The Innovator's Dilemma by:Clayton Christensen

Week 8 Book Reflection: The Innovator’s Dilemma “Performance Provided, Market Demand, and the Product Life Cycle”

“Historically, when this performance oversupply occurs, it creates an opportunity for a disruptive technology to emerge and subsequently to invade established markets from below.” Fundamental change is created by performance oversupply, the order will change in which customers choose one product over another which will trigger the transition to the next phase in the product life cycle. Oversupply through this product life cycle determines how the industry’s competition will change over time.

“Generally, once the performance level demanded of a particular attribute has been achieved, customers indicate their satiation by being less willing to pay a premium price for continues improvement in that attribute. Hence, performance oversupply triggers a shift in the basis of competition, and the criteria used by customers to choose one product over another changes to attributes for which market demands are not yet satisfied.”

When does a product become a commodity? When the changes in competition actually come to fruition and multiple products satisfy the need for performance. In these cases it is hard to stand out from the competitors. “But differentiation loses its meaning when the features and functionality have exceeded what the market demands.”

Buying hieracrchy describes four phases of the performance oversupply life cycle, which is what drives the transition. These phases include functionality, reliability, convenience, and price. Functionality is based on when there is only one product available to satisfy the functionality, the customers will go for that. When there becomes two similar products available with the same functionality then customers do not base their buying decisions on functionality and the buying hierarchy moves up one life cycle phase. The next phase that customers will base their choice of product on is its reliability and the reliability of the vendor, and the most reliable products can change a premium for this sense of reliability. This works until two or more products are equally reliable then the next phase in the life cycle is convenience. Customers will want the most convenient product to use and the deal with the vendors who are most convenient. When multiple vendors offer convenient products and services the phase of competition moves to price. Customers will buy the lowest priced functional, reliable, and convenient product. In all of these situations it will stay in the current phase as long as the market demand for the phase exceeds what the vendors are able to provide, customers will choose products on this basis. As soon as it exceeds that point then it will move to the next life cycle phase.

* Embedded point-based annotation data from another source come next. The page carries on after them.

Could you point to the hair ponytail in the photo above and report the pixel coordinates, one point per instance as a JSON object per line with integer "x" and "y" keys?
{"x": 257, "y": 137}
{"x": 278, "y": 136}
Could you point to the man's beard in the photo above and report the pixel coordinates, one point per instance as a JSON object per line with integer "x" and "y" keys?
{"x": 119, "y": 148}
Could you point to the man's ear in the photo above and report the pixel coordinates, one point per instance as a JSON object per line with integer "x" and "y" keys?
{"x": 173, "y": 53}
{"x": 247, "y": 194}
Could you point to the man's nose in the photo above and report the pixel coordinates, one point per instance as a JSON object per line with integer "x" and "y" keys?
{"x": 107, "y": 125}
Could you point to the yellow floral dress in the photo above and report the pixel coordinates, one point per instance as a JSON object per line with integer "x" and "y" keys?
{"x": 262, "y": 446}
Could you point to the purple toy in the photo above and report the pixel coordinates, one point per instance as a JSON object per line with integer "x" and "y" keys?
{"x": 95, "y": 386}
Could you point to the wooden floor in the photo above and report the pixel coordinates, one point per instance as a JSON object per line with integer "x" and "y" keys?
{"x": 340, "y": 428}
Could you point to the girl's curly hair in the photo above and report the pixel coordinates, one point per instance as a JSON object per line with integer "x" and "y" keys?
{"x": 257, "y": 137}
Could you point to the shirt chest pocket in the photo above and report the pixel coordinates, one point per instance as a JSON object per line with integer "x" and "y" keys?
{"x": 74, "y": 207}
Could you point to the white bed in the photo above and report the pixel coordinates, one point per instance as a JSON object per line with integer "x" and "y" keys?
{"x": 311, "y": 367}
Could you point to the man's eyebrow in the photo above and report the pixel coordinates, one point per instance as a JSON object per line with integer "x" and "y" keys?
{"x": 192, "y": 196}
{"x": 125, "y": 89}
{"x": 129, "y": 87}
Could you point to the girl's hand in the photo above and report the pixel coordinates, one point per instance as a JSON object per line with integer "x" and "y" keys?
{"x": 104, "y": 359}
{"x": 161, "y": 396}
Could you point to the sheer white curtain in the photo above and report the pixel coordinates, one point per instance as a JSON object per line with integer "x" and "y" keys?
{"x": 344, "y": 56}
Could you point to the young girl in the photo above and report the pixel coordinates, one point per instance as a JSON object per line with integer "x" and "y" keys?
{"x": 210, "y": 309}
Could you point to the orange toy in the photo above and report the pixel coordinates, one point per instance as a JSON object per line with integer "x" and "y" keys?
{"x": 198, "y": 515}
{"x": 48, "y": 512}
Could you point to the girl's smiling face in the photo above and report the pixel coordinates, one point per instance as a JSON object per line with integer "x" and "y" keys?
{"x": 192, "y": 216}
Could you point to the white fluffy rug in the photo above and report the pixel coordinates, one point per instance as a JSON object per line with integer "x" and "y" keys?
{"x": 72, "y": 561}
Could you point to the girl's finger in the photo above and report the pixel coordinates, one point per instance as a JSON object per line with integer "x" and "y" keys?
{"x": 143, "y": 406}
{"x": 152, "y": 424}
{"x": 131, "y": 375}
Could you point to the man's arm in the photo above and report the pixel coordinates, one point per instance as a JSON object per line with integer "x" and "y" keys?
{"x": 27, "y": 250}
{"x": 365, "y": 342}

In Geoffrey Moore’s book Crossing the Chasm, he shows the same life cycle but through the eyes of the customer instead of the product. Explaining it in waves of growth, and through the waves of growth “technology can improve to the point that market demand for a given dimension of performance can by satiated.” This change of phases, and growth waves of basis of competition is a very important characteristic of disruptive technology.


ENT 601 ch.8



Christensen, Clayton, The Innovator’s Dilemma (Boston: Harvard Business School Press, 1997).

Geoffrey A. Moore, Crossing the Chasm (New York: HarperBusiness, 1991).